Recently, I got sucked into a discussion of sentience and whether or not such a condition could be achieved in silicon. I said I wasn’t sure it had been achieved yet in meat. But I do remain optimistic that it’s possible.
The problem with creating sentience in silicon—or meat—is that first we need to understand the goal. We’re talking about rational self-awareness. Calling it “artificial intelligence” is woefully inaccurate. We have plenty of evidence that machines can be programmed to behave intelligently, but that is not the same as self-awareness, and outside of the specific domain it has been programmed for, the machine is simply dumb.
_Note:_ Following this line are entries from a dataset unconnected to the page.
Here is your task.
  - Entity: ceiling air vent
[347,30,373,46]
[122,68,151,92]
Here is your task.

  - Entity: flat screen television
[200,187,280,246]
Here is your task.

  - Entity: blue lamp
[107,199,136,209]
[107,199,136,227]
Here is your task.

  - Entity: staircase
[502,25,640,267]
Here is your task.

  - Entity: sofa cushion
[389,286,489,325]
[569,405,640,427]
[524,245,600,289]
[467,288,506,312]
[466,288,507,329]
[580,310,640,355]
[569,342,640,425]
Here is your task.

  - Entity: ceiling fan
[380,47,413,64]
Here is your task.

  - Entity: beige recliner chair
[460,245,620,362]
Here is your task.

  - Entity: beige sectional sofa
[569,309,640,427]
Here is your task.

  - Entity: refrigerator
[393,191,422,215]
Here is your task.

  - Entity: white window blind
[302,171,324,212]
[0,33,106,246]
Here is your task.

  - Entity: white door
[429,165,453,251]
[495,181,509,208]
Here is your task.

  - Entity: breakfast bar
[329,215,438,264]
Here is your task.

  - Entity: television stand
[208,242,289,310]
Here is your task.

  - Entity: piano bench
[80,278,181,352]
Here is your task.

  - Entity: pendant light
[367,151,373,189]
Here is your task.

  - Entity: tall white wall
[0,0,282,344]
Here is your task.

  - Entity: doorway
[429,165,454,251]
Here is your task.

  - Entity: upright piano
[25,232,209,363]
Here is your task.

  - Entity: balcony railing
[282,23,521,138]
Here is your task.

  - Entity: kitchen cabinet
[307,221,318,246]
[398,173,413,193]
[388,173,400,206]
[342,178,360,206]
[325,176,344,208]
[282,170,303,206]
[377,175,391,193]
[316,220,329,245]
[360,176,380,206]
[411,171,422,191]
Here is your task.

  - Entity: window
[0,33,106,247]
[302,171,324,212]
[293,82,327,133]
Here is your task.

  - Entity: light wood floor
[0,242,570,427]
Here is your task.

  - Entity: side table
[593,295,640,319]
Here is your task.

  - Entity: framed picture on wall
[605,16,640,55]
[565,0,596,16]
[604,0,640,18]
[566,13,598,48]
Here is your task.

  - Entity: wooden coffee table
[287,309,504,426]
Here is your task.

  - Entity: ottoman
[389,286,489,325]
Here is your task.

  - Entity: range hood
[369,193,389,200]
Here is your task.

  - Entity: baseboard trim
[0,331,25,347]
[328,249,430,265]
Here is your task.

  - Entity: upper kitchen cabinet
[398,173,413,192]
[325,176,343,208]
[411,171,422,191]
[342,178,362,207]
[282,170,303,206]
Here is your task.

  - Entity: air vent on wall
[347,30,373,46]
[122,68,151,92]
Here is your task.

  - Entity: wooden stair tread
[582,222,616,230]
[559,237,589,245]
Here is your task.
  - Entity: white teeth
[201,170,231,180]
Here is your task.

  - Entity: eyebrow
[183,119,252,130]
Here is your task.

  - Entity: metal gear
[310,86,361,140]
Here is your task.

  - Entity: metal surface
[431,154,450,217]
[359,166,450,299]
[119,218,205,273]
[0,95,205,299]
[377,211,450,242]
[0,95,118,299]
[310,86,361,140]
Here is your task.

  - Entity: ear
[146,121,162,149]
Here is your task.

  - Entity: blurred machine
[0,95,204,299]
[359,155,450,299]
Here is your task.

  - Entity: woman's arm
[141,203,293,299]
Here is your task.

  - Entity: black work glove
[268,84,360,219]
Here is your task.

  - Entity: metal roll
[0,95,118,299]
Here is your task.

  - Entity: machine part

I dislike the term “artificial intelligence.” It’s imprecise. It presumes that there is such a thing as “genuine intelligence.” Cynical observers of human behavior have justifiable reason to doubt this. Indeed, the single most compelling piece of evidence that there is intelligent life in the universe lies in the fact that they have not contacted anyone on this planet.
The problem with discussing “sentience” is the same problem that occurs with discussing “intelligence.” As soon as a person understands the concept, he also assumes it applies to himself. But the evidence of online participation—Facebook, website comment threads, various discussion forums—is that half of the human race is of below-average intelligence. The half that is above average may very well be too smart to participate in Facebook, website comment threads, or various discussion forums.
I’m fussy about language. It’s the only tool we have. In practice, this shows up as a persnickety obsession with precision. Mark Twain once said, “The difference between the right word and the almost-right word is the difference between lightning and a lightning bug.”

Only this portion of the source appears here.